Wow,sepanjang perjalanan sangat indah dan menawan, tapi dasar pijakannya banyak sampah. Salah satu contoh sampah dari plastik madu, yah tidak salah lagi ini merupakan salah satu kecerobohan dari pendaki.
Bibit sampah yang menumpuk di sana dibawa oleh para pendaki yang kurang disiplin, yang hanya mau menikmati tanpa melestarikan alam yang disediakan secara gratis oleh sang pencipta. Betapa tidak, banyak sekali sampah yang ditumpuk di sana, hampir menyamai tempat pembuangan akhir sampah.
Orang-orang yang kita tahu mempunyai fisik yang kuat untuk membawa segala barang berbalutkan plastik tapi memiliki mental lemah dalam kedispilinan membawa sampah kembali dari sana. Tidak salah jika kita menyebut mereka dengan “bibit†sampah.
Sempat dilakukan wawancara dengan salah satu pendaki dan hasilnya mengatakan bahwa bibit-bibit sampah itu dibawa oleh mereka yang tidak mau bertanggungjawab, sehingga bibit itu terus tumbuh dan pada akhirnya keindahan ditutup dengan warna-warni sampah yang akan mematikan keindahan alamiah yang ada di sana.
Bebet sampah merupakan mereka yang membuat jalur dan tempat sampah seenaknya, salah satu caranya di kubur. Tidakkah mereka tahu bahwa butuh ratusan tahun untuk terjadi penghancuran sampah, terutama plastik.
Di sekitar Ranu Kumbolo banyak sekali pelaku-pelaku nakal yang melakukan itu, tidak lain juga penggunaan tissue basah yang sembarang di segala tempat mereka melakukan panggilan alam (buang air besar).
Fasilitas diberikan berupa toilet darurat, tapi masih saja usil dan tidak mau bertanggung jawab. Jalur sampah di Ranu Kumbolo meluas hingga kemana-mana, siapa lagi kalau bukan para pengecut yang menikmati alam tapi tidak punya tanggung jawab moral.

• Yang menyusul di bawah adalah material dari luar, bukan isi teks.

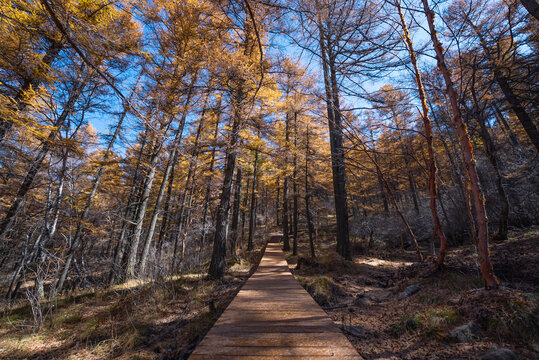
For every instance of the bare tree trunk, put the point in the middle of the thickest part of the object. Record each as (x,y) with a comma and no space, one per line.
(119,250)
(252,213)
(467,153)
(37,162)
(208,182)
(141,211)
(501,119)
(286,240)
(433,194)
(166,211)
(310,224)
(295,187)
(243,207)
(217,264)
(337,149)
(278,204)
(532,6)
(171,162)
(510,96)
(236,213)
(490,150)
(93,192)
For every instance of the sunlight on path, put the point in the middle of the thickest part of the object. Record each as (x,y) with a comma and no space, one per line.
(273,317)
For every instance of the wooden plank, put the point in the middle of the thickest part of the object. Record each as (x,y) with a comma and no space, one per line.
(273,317)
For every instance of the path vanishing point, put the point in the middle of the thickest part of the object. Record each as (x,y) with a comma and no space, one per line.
(273,317)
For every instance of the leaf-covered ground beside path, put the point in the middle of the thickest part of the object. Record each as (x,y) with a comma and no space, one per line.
(160,320)
(362,296)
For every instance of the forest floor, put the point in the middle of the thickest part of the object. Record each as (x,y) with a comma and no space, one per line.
(163,319)
(363,297)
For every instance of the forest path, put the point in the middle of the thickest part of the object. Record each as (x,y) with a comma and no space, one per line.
(273,317)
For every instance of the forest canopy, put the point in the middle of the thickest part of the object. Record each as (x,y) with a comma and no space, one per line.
(144,139)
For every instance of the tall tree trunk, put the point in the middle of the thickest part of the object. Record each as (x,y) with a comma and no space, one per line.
(532,6)
(310,224)
(116,267)
(468,157)
(286,240)
(490,150)
(278,204)
(380,183)
(217,264)
(243,207)
(510,96)
(337,149)
(37,162)
(236,212)
(208,181)
(141,211)
(93,192)
(295,187)
(171,162)
(166,211)
(252,213)
(427,127)
(501,120)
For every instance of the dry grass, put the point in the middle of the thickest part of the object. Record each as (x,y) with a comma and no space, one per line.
(135,320)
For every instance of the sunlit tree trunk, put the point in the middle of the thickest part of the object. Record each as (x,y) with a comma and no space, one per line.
(468,157)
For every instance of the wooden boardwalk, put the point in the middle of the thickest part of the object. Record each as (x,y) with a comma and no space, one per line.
(273,317)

Bobot sampah di Ranu Kumbolo bisa dibilang sangat banyak, sebanyak kesalahan kita yang lalai dan kadang lupa diri kalau alam itu hanya titipan. Kita ini apa, maukah kita pada akhirnya mati terlilit sampah? Pengakuan kita lakukan di mana-mana jika ita pencinta alam, penikmat alam, pelestari alam tapi kita tidak mengakui pada akhirnya kita di sebut sebagai perusak alam.
Hei, apa salahnya kita bawa turun sampah kita? Apakah sampah itu terlalu hina buat carrier bermerek kita? Mengapa saat membawa kita bahagia karena isinya masih ada,dan ketika habis kita malu membawanya? Di mana moral kita sebagai penikmat alam?? Abaikan itu hanya pertanyaan orang yang prihatin.
Solusi kaum muda di zaman ini, bawa turun sampah anda. Guys, kita sudah di berikan trashbag, kenapa tidak dimanfaatkan? Setelah beraktifitas, masukan sampah ke dalamnya, dan packing yang rapi, manfaatkan sesuatu itu biar menjadi sesuatu yang berguna.
Jangan mengubur sampah plastik. Berbahaya buat kesehatan tanahnya, memang kita doang yang bisa jaga kesehatan, tanah juga bisa. Jangan kita rusak habitat mikro organisme tanah dengan tingkat ego kita yang belum bisa dewasa dalam hal tanggung jawab.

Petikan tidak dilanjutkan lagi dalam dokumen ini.